Pour les munitions manufacturées, c’est un grand changement. Deux obligations sont désormais à la charge de la Douane :
Trier les munitions
Classer les munitions en fonction des catégories.
Le tri oblige à séparer les munitions de catégorie C et D qui ne sont pas taxables.
Pour les munitions rechargées, elles apparaissent pour la première fois à deux titres : primo on ne peut demander un justificatif d’origine pour des objets que l’on manufacture soi-même, secundo cela concerne toutes les catégories puisqu’en matière douanière la catégorie ne fait que soumettre l’objet à l’obligation de justifier l’origine et ne concerne pas le droit de les détenir ou pas qui lui, est purement pénal.
Cet Arrêt de la Cour d’Appel d’Amiens est un grand pas vers la protection de nos biens.
Il entraîne à mon avis trois conséquences très importantes :
Les armes, éléments d’armes, munitions, de catégorie C et D détenues par un chasseur ou un tireur sportif sont désormais à l’abri de la Douane.
Les munitions rechargées, sans limitation de quantité ou de catégorie sont désormais à l’abri de la Douane.
- Maître Philippe Mullot
- était membre du Conseil d’Administration de l’UFA. Il nous a quitté le 17 août 2020.

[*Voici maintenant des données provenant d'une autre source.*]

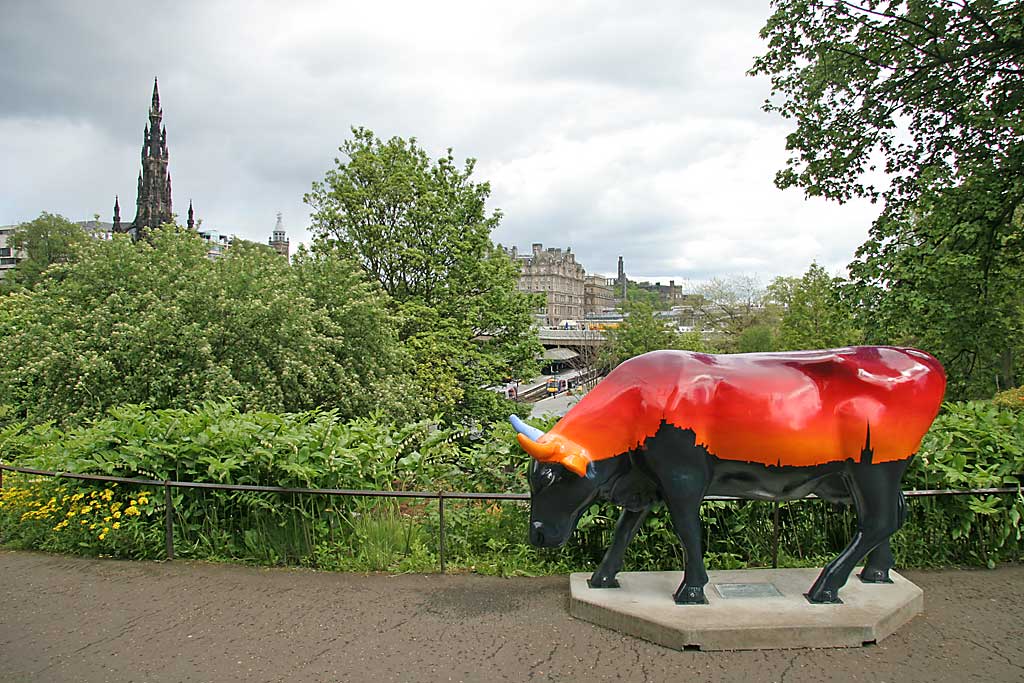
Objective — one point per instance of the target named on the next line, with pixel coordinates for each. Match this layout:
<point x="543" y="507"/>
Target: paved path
<point x="68" y="619"/>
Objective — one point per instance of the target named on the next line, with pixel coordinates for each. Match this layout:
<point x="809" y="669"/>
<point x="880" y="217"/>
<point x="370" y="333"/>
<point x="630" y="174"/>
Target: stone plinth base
<point x="748" y="609"/>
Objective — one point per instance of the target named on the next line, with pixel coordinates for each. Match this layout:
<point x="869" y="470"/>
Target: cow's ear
<point x="577" y="463"/>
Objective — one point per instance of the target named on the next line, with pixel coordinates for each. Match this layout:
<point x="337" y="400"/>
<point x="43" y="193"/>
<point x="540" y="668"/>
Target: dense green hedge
<point x="972" y="444"/>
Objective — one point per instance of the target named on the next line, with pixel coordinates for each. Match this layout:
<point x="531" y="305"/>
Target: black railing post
<point x="168" y="521"/>
<point x="774" y="536"/>
<point x="440" y="522"/>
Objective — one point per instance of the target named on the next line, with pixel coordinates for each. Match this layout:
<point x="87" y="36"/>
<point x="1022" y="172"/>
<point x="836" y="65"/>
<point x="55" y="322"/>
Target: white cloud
<point x="612" y="128"/>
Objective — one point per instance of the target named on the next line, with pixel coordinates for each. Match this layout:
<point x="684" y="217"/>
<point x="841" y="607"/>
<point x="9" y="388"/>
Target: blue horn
<point x="530" y="432"/>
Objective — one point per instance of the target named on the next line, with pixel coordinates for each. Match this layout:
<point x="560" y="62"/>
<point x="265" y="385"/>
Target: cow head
<point x="562" y="484"/>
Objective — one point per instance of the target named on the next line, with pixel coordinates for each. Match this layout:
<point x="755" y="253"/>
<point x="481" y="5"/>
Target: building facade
<point x="555" y="273"/>
<point x="599" y="295"/>
<point x="8" y="255"/>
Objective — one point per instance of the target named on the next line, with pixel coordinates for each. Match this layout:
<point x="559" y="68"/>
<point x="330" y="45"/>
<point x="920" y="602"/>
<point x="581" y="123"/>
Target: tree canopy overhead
<point x="935" y="87"/>
<point x="933" y="92"/>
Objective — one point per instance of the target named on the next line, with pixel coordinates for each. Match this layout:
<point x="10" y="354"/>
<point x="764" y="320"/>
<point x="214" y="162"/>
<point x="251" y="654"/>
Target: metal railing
<point x="439" y="496"/>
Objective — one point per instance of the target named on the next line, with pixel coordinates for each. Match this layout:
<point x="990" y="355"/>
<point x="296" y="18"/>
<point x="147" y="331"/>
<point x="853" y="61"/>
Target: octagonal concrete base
<point x="748" y="609"/>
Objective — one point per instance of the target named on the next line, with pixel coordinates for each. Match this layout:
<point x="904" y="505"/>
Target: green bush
<point x="973" y="444"/>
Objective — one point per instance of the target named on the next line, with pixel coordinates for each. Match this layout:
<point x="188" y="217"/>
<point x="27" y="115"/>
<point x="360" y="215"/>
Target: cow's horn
<point x="531" y="432"/>
<point x="543" y="452"/>
<point x="557" y="450"/>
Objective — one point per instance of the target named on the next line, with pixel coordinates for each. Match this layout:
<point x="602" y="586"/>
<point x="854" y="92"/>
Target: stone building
<point x="671" y="294"/>
<point x="278" y="240"/>
<point x="555" y="273"/>
<point x="8" y="255"/>
<point x="599" y="295"/>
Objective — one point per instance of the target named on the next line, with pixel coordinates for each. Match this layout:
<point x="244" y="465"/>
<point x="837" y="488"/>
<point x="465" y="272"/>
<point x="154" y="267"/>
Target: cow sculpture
<point x="676" y="426"/>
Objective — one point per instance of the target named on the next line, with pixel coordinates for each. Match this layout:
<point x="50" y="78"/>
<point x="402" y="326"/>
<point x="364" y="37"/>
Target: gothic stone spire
<point x="153" y="205"/>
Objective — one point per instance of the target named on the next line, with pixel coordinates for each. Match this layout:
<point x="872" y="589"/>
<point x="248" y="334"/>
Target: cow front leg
<point x="686" y="520"/>
<point x="629" y="522"/>
<point x="878" y="564"/>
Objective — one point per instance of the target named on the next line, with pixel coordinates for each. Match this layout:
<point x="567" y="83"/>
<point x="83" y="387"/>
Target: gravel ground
<point x="69" y="619"/>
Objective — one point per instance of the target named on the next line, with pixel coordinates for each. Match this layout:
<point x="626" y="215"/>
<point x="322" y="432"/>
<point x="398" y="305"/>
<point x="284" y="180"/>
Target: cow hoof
<point x="823" y="597"/>
<point x="602" y="582"/>
<point x="690" y="595"/>
<point x="875" y="577"/>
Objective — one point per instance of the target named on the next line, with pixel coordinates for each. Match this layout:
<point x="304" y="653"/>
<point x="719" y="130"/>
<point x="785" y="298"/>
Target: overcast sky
<point x="614" y="128"/>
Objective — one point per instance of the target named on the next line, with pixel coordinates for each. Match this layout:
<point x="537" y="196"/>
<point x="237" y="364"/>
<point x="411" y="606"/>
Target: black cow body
<point x="670" y="467"/>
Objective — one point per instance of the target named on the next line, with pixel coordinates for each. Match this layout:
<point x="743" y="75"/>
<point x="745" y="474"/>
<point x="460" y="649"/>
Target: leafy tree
<point x="643" y="331"/>
<point x="420" y="228"/>
<point x="814" y="313"/>
<point x="730" y="306"/>
<point x="932" y="91"/>
<point x="47" y="240"/>
<point x="158" y="323"/>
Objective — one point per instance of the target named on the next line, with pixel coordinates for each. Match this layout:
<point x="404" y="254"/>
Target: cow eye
<point x="547" y="476"/>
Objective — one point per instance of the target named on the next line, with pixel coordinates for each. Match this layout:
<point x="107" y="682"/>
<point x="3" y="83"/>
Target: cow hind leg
<point x="881" y="560"/>
<point x="880" y="512"/>
<point x="628" y="524"/>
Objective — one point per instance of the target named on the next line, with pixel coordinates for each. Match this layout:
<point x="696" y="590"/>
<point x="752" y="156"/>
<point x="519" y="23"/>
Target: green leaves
<point x="918" y="104"/>
<point x="158" y="323"/>
<point x="420" y="229"/>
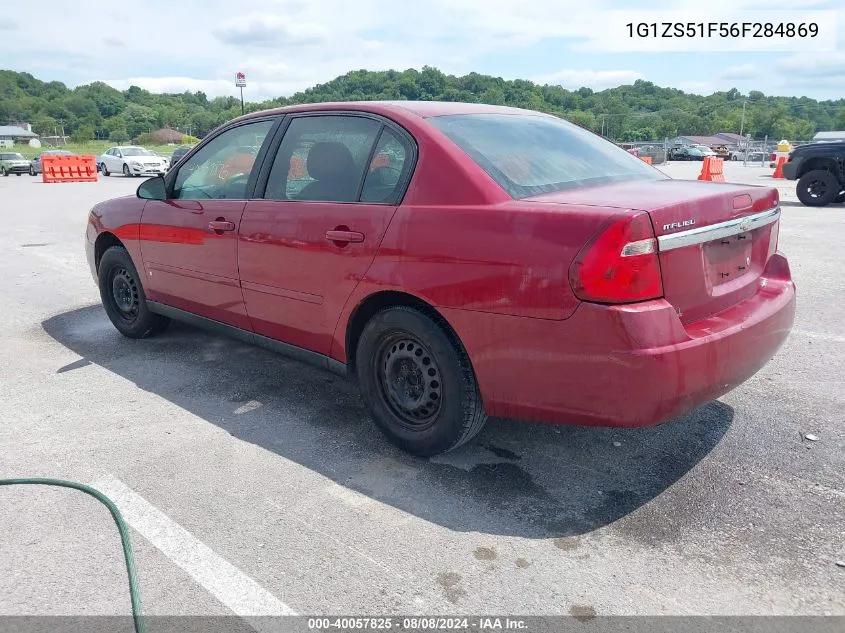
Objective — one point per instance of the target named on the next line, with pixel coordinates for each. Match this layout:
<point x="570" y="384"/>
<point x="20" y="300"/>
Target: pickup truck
<point x="819" y="169"/>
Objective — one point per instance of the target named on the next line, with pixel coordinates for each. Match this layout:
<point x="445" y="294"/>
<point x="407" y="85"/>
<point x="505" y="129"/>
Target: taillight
<point x="774" y="235"/>
<point x="620" y="265"/>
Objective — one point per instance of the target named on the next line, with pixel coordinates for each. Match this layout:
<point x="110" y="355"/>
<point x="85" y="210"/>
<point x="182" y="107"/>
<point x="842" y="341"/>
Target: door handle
<point x="343" y="237"/>
<point x="221" y="226"/>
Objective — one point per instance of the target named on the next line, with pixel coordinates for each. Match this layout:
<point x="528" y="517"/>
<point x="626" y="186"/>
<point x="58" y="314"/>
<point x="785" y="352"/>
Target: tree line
<point x="638" y="112"/>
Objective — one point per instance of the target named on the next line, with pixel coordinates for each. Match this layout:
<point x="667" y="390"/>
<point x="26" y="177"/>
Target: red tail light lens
<point x="620" y="265"/>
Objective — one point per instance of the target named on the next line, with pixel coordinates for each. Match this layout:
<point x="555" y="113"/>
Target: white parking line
<point x="819" y="335"/>
<point x="224" y="581"/>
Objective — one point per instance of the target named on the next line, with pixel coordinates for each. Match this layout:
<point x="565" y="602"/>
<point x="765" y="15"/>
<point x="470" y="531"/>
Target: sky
<point x="285" y="46"/>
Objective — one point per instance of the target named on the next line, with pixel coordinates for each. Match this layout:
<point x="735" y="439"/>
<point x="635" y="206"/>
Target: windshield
<point x="136" y="151"/>
<point x="532" y="154"/>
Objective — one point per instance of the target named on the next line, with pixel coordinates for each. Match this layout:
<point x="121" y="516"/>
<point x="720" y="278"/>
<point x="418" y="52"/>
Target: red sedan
<point x="458" y="260"/>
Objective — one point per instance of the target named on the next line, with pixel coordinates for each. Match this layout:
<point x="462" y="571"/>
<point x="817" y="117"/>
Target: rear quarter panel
<point x="507" y="259"/>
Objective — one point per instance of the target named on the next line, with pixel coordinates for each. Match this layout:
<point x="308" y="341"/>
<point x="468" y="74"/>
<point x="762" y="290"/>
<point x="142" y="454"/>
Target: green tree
<point x="82" y="134"/>
<point x="119" y="136"/>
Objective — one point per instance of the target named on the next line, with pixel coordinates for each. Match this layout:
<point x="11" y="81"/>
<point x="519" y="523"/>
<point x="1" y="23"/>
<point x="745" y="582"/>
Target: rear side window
<point x="529" y="154"/>
<point x="384" y="177"/>
<point x="322" y="158"/>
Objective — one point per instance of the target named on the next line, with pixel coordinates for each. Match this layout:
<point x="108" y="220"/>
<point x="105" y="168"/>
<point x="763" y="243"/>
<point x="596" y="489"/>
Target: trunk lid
<point x="710" y="259"/>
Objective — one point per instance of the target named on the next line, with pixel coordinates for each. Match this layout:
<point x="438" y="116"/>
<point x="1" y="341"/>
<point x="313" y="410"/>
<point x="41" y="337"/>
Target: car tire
<point x="418" y="382"/>
<point x="123" y="296"/>
<point x="817" y="188"/>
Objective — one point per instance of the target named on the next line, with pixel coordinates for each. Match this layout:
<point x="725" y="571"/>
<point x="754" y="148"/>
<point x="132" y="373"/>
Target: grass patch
<point x="92" y="147"/>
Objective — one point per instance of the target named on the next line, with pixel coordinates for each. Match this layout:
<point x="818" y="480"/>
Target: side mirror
<point x="153" y="189"/>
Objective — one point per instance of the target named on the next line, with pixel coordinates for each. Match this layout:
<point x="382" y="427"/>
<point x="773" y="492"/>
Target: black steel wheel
<point x="409" y="380"/>
<point x="418" y="382"/>
<point x="818" y="188"/>
<point x="123" y="296"/>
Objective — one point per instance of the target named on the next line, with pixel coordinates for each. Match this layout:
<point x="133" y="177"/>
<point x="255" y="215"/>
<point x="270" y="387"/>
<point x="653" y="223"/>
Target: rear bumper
<point x="626" y="366"/>
<point x="790" y="170"/>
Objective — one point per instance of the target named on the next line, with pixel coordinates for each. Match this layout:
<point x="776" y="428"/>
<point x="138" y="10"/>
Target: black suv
<point x="819" y="169"/>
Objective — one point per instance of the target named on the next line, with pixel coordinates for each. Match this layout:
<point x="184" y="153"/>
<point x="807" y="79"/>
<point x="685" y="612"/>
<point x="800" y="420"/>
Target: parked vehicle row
<point x="458" y="261"/>
<point x="131" y="160"/>
<point x="13" y="163"/>
<point x="819" y="169"/>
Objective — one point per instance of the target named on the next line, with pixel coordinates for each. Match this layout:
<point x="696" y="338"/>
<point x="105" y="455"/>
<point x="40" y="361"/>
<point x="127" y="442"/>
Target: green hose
<point x="134" y="593"/>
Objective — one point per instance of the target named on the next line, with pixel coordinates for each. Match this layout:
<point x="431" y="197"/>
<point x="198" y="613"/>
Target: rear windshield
<point x="532" y="154"/>
<point x="136" y="151"/>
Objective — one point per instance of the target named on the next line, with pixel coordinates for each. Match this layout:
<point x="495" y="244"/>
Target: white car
<point x="131" y="160"/>
<point x="705" y="150"/>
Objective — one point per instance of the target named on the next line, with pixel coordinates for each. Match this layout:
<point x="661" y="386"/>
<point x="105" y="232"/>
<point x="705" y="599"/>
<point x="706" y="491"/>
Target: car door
<point x="331" y="192"/>
<point x="189" y="241"/>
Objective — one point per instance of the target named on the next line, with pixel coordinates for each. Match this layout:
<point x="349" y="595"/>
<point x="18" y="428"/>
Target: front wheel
<point x="418" y="382"/>
<point x="817" y="188"/>
<point x="123" y="296"/>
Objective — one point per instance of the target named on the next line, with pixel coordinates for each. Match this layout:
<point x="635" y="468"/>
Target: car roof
<point x="424" y="109"/>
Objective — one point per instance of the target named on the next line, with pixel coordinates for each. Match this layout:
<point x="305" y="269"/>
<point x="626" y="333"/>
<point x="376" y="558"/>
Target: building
<point x="830" y="136"/>
<point x="167" y="135"/>
<point x="11" y="133"/>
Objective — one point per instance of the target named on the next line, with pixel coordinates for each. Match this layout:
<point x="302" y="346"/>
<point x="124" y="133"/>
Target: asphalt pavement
<point x="257" y="485"/>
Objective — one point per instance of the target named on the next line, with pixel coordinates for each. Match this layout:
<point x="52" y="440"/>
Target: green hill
<point x="637" y="112"/>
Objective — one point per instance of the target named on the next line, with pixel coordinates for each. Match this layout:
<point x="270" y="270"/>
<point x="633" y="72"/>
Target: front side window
<point x="322" y="158"/>
<point x="221" y="168"/>
<point x="530" y="154"/>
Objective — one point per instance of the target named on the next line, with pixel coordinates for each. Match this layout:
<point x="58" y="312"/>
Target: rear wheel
<point x="123" y="296"/>
<point x="818" y="188"/>
<point x="418" y="382"/>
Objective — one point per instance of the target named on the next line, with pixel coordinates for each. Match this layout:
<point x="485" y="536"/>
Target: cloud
<point x="268" y="30"/>
<point x="596" y="79"/>
<point x="807" y="64"/>
<point x="744" y="71"/>
<point x="287" y="45"/>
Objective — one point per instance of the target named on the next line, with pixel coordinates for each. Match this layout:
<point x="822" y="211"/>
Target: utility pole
<point x="240" y="82"/>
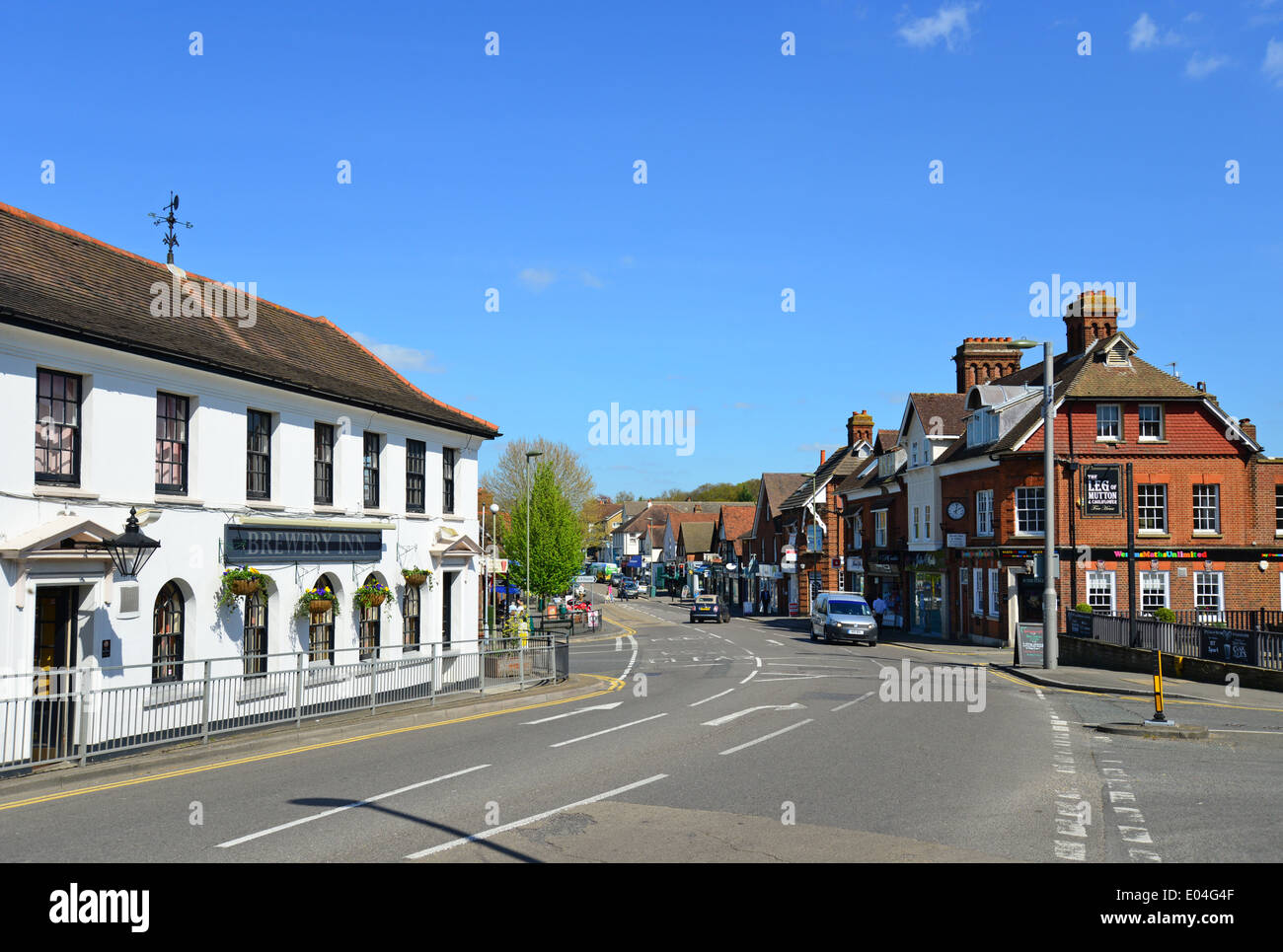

Vis à vis des préfectures qui ont déclenché une campagne d’intimidation illégale (soyons réalistes) vis à vis des tireurs en précisant à certains "vous avez trop d’armes !!!!! Il faudrait diminuer la quantité d’armes que vous détenez". Car en démontrant que l’usage personnel exclusif est une notion qui ne dépend pas de la quantité d’armes détenues, cela confirme et appuie l’absence de toute limite dans les textes concernant les quantités détenues (mais comme dirait Kipling, c’est une autre histoire), cette notion est la grande sœur de la "détention paisible" et du droit de propriété.
Les armes de plus de 100 ans ne sont pas classées dans le chapitre 93 et sont exclues de la justification douanière. Cours de Cassation du 3 mai 2012.
Voir rubrique sur les amateurs d’armes et les douanes. |
[1] décision du 23 septembre 2015
[2] A noter que sont exclus les fusils et carabines de chasse ainsi que des projectiles et munitions de chasse des 1°, 7° et 8° de la catégorie C et du 1° de la catégorie D, pour lesquels les détenteurs et transporteurs justifient qu’ils sont exclusivement affectés à leur usage personnel. Extrait de l’arrêté du 11 décembre 2001 sur l’application de l’art 215 du Code des Douanes.